As The New York Times magazine recently noted in a mini-article titled “50 Shades of Oy Vey,” the popular romance novel “Fifty Shades of Grey” has been, shall we say, a hit in the Orthodox Jewish world, with its tale of erotic submission.

Gavriel, owner of the website Kosher Sex Toys, has gotten requests for the fetish-filled book, and has seen “a spike in sales of some of the BDSM (for bondage, discipline, sadism and masochism) items we have on the site” since it was published, he told The Sisterhood.

“I wonder if since frum people are more restricted and “square” in their public lives there may be more of a need to ‘step out of line’ in their private lives,” he said. “Especially with a spouse when there is absolutely nothing wrong with it from a religious perspective.”

His business has been far more successful than he had anticipated, when he started it in September. He began selling a dozen or so different vibrators and other mainstream sex aids, marketed to married couples who wouldn’t be comfortable shopping at, say, Babeland. Then the special requests started to come in, and have continued as the number of orders have increased to as many as “in the low hundreds” a month.

Now Gavriel carries 189 different types of vibrators, dozens of different whips (“Do you prefer rubber or leather, Mr. Grey?”), paddles, restraints and other kinky playthings — all to people from the communities that filled Citifield for the May 20 rally against the internet, known as “the asifa.”

Though the rally called for religious Jews to quit the Internet entirely, presumably because of sites like KosherSexToys.net, it hasn’t made a dent in his business, said Gavriel, whose wife doesn’t want him using their family name.

“Sales and traffic [to the site] haven’t slowed down at all,” Gavriel told The Sisterhood. “It’s not had any effect. I don’t think anybody is going to actually stop going online. The people who didn’t previously go on still won’t.”

Gavriel, 27, has been married for 5 years and is “in sales” by day, he said, declining to be more specific. He lives with his wife and child in Lakewood, N.J., home to a large Haredi community centered around Beth Midrash Govoha.

His customers are located “anyplace there is a big concentration of frum people,” from Brooklyn to Cleveland to L.A., and he’s had a few orders from Jerusalem.

“People buy the weirdest stuff. We sell a lot of S&M stuff to people in Brooklyn. Paddles, whips, you name it.”

While it might seem surprising to people outside of the Haredi community, Gavriel says that it makes perfect sense that Orthodox Jews would enjoy sex toys as much as anyone else. “Just because you believe certain things doesn’t change what people get turned on by.
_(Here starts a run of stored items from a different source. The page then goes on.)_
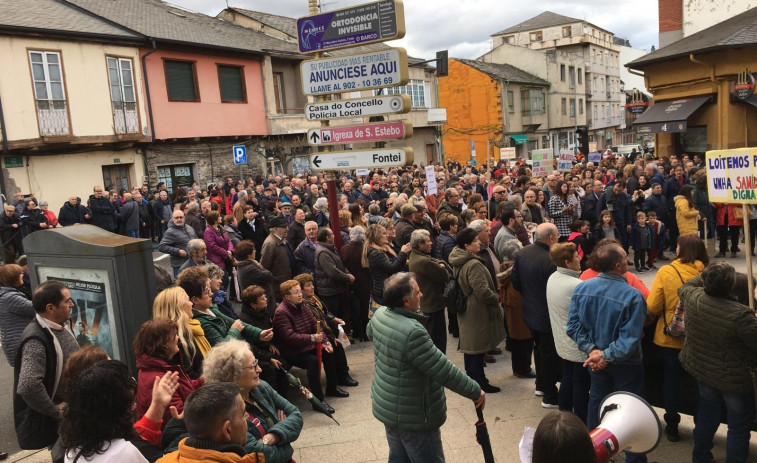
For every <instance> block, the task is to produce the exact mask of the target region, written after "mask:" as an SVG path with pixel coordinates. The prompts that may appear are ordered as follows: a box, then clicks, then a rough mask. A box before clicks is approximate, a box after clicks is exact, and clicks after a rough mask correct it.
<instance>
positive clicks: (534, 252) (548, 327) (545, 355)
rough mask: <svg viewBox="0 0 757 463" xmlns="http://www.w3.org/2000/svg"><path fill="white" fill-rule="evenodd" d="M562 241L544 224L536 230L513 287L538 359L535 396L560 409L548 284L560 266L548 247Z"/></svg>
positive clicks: (541, 405) (558, 359) (543, 405)
mask: <svg viewBox="0 0 757 463" xmlns="http://www.w3.org/2000/svg"><path fill="white" fill-rule="evenodd" d="M559 237H560V235H559V233H558V231H557V227H556V226H555V225H554V224H551V223H543V224H541V225H539V226H538V227H536V233H535V234H534V244H531V245H528V246H526V247H525V248H523V250H522V251H521V252H520V253H518V256H517V257H516V258H515V264H514V265H513V271H512V283H513V287H514V288H515V290H516V291H518V292H519V293H521V294H522V295H523V322H524V323H525V324H526V326H528V328H529V330H531V334H532V335H533V338H534V344H535V345H534V347H535V349H536V351H535V352H534V353H535V354H536V355H535V356H534V358H535V360H536V362H535V363H536V394H537V395H543V399H542V402H541V406H542V407H544V408H557V407H558V391H557V382H558V381H560V378H561V375H562V371H561V369H560V365H561V360H560V357H559V356H558V355H557V350H556V349H555V338H554V337H553V335H552V325H551V324H550V321H549V308H548V306H547V280H549V277H550V275H552V273H554V272H555V270H556V268H557V266H556V265H555V263H554V262H553V261H552V259H551V258H550V257H549V247H550V246H552V245H553V244H555V243H557V240H558V238H559Z"/></svg>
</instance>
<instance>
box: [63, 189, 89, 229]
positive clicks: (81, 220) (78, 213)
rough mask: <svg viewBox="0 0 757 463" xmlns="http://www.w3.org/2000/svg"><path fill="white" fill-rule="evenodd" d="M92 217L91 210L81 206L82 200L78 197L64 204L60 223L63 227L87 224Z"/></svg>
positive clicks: (63, 205)
mask: <svg viewBox="0 0 757 463" xmlns="http://www.w3.org/2000/svg"><path fill="white" fill-rule="evenodd" d="M91 217H92V215H91V213H90V211H89V209H87V208H86V207H84V206H82V205H81V198H79V197H78V196H76V195H71V196H69V197H68V202H66V203H64V204H63V207H61V208H60V212H59V213H58V223H59V224H61V226H63V227H67V226H69V225H76V224H77V223H87V221H88V220H89V219H90V218H91Z"/></svg>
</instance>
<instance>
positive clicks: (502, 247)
mask: <svg viewBox="0 0 757 463" xmlns="http://www.w3.org/2000/svg"><path fill="white" fill-rule="evenodd" d="M521 249H523V246H522V245H521V244H520V241H518V240H507V241H506V242H505V245H504V246H502V257H504V258H505V260H506V261H508V260H515V257H516V256H517V255H518V253H519V252H520V250H521Z"/></svg>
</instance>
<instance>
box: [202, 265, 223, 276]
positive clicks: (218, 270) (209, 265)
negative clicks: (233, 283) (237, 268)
mask: <svg viewBox="0 0 757 463" xmlns="http://www.w3.org/2000/svg"><path fill="white" fill-rule="evenodd" d="M205 269H206V270H207V271H208V277H210V279H212V280H221V279H223V277H224V275H225V273H224V271H223V270H222V269H221V267H219V266H217V265H216V264H214V263H212V262H208V263H207V264H205Z"/></svg>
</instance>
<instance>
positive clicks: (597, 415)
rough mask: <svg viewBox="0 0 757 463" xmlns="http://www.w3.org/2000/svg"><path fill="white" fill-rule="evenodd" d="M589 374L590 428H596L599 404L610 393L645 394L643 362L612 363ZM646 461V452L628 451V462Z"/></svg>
mask: <svg viewBox="0 0 757 463" xmlns="http://www.w3.org/2000/svg"><path fill="white" fill-rule="evenodd" d="M589 375H590V376H591V391H590V392H589V410H588V417H587V418H586V424H587V428H589V429H594V428H596V427H597V425H598V424H599V412H600V410H599V406H600V405H601V403H602V400H604V398H605V397H607V396H608V395H609V394H610V393H612V392H615V391H625V392H632V393H634V394H636V395H638V396H641V397H643V396H644V367H643V366H642V365H641V364H639V365H622V364H620V365H619V364H613V363H611V364H609V365H608V366H607V367H605V368H604V369H602V370H599V371H591V372H589ZM646 461H647V456H646V454H643V453H631V452H626V463H646Z"/></svg>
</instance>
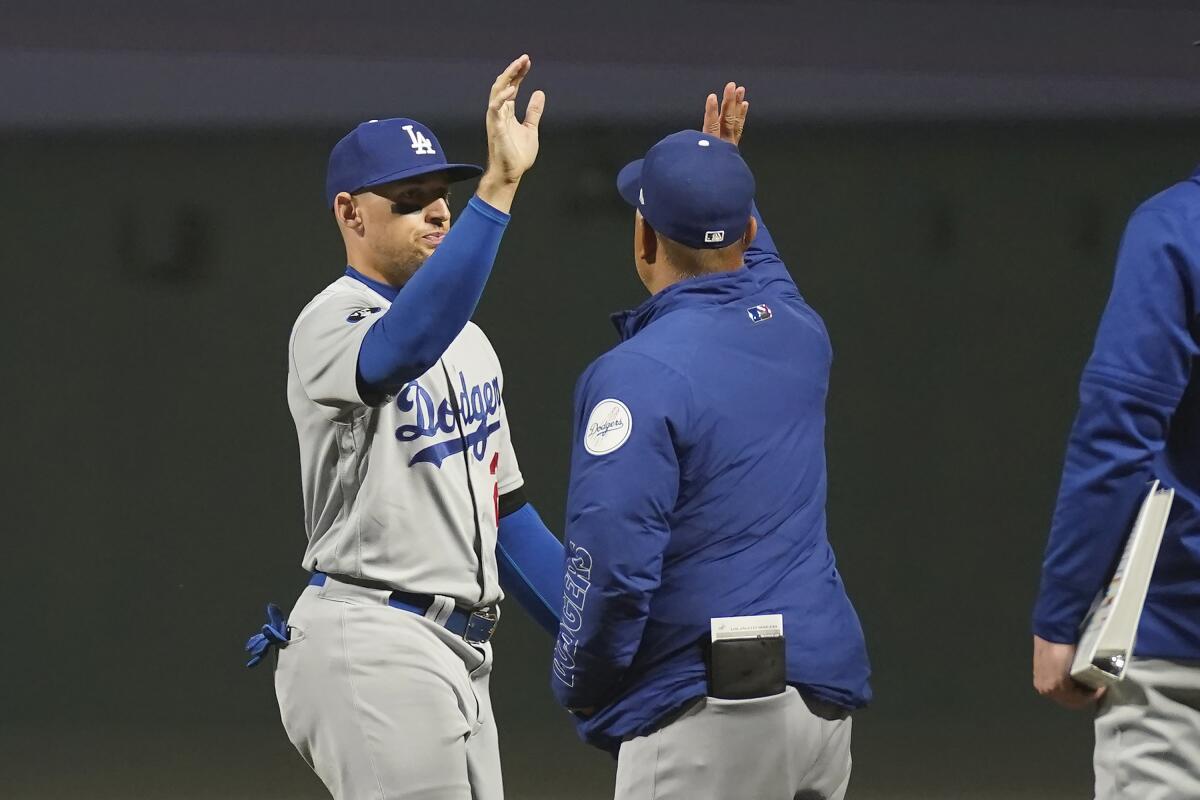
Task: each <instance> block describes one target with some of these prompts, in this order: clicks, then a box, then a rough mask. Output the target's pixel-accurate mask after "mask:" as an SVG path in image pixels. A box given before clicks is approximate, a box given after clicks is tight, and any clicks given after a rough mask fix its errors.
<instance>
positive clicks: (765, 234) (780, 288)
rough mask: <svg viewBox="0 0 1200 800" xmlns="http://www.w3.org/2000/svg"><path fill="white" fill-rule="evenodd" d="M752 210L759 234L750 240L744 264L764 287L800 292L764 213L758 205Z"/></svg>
mask: <svg viewBox="0 0 1200 800" xmlns="http://www.w3.org/2000/svg"><path fill="white" fill-rule="evenodd" d="M752 212H754V218H755V219H756V221H757V223H758V234H757V235H756V236H755V237H754V241H752V242H750V247H748V248H746V252H745V255H744V257H743V259H742V261H743V264H745V266H746V269H749V270H750V272H751V273H752V275H754V276H755V278H757V281H758V283H760V284H762V287H763V288H766V289H772V290H774V291H784V293H790V294H798V289H797V288H796V281H793V279H792V275H791V273H790V272H788V271H787V266H785V265H784V260H782V258H780V255H779V247H776V246H775V240H774V239H773V237H772V235H770V231H769V230H767V223H764V222H763V221H762V213H760V211H758V206H757V205H755V206H754V209H752Z"/></svg>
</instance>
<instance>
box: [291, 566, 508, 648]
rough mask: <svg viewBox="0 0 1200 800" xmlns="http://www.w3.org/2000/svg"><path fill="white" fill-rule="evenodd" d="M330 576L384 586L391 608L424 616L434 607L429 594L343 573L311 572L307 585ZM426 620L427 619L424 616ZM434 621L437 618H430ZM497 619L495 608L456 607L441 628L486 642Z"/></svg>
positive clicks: (344, 580)
mask: <svg viewBox="0 0 1200 800" xmlns="http://www.w3.org/2000/svg"><path fill="white" fill-rule="evenodd" d="M326 577H331V578H334V581H337V582H340V583H348V584H350V585H355V587H365V588H367V589H385V590H388V591H389V593H390V594H389V595H388V604H389V606H391V607H392V608H398V609H401V610H406V612H409V613H412V614H416V615H418V616H425V614H426V612H428V610H430V607H431V606H433V603H434V602H436V600H434V599H433V597H432V596H430V595H418V594H415V593H412V591H400V590H398V589H392V588H390V587H388V585H386V584H383V583H379V582H376V581H362V579H360V578H348V577H346V576H341V575H335V576H326V575H325V573H324V572H313V573H312V577H311V578H308V585H310V587H324V585H325V578H326ZM426 619H430V618H428V616H426ZM430 621H436V620H432V619H431V620H430ZM498 621H499V612H498V609H497V608H494V607H492V608H476V609H470V610H467V609H463V608H455V609H454V610H452V612H450V616H449V618H446V620H445V621H444V622H442V627H444V628H445V630H448V631H450V632H451V633H454V634H455V636H460V637H462V639H463V640H464V642H467V644H485V643H487V642H488V640H490V639H491V638H492V633H494V632H496V624H497V622H498Z"/></svg>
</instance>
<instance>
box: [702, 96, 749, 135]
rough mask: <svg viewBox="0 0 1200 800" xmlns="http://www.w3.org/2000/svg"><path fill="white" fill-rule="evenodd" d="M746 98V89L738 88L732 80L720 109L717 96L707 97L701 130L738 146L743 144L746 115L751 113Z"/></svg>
mask: <svg viewBox="0 0 1200 800" xmlns="http://www.w3.org/2000/svg"><path fill="white" fill-rule="evenodd" d="M745 97H746V88H745V86H738V85H737V84H734V83H733V82H732V80H731V82H730V83H727V84H725V92H724V95H722V96H721V106H720V108H718V107H716V95H709V96H708V97H706V98H704V125H703V126H702V127H701V128H700V130H701V131H703V132H704V133H708V134H710V136H715V137H719V138H720V139H721V142H728V143H730V144H732V145H733V146H737V145H738V143H739V142H742V131H743V128H744V127H745V124H746V114H748V113H750V101H748V100H746V98H745Z"/></svg>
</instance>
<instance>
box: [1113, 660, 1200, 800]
mask: <svg viewBox="0 0 1200 800" xmlns="http://www.w3.org/2000/svg"><path fill="white" fill-rule="evenodd" d="M1093 765H1094V768H1096V798H1097V800H1196V798H1200V661H1162V660H1151V658H1147V660H1142V658H1135V660H1134V661H1132V662H1130V663H1129V667H1128V669H1127V670H1126V678H1124V680H1122V681H1121V682H1120V684H1117V685H1116V686H1114V687H1111V688H1109V691H1108V692H1106V693H1105V696H1104V698H1103V699H1102V700H1100V708H1099V712H1098V714H1097V717H1096V753H1094V758H1093Z"/></svg>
People have all kinds of weird fetishes, all kinds of weird stuff.”

In fact, because so much of Haredi Jewish life is dictated by religious rules and regulations, it may make community members more inclined to be adventurous in the boudoir.

“When everything you’re always doing has all these rules, when you’re married it makes the bedroom a place to be crazy.”

His current challenge is filling the lingerie section of his site. Because he won’t show models with any of the products, the section now just shows a handful of high-heeled shoes and thigh-high stiletto boots. His clientele doesn’t want to see pictures of people using the sex toys, he says. And he hasn’t found any manufacturer’s pictures of sexy lingerie without showing a woman wearing it.

“I’ve tried downloading the catalogs and blurring out the model, but it hasn’t worked. I’ve tried taking pictures of the lingerie without models wearing it, but without a person it looks like string. I’m still working on it,” he said.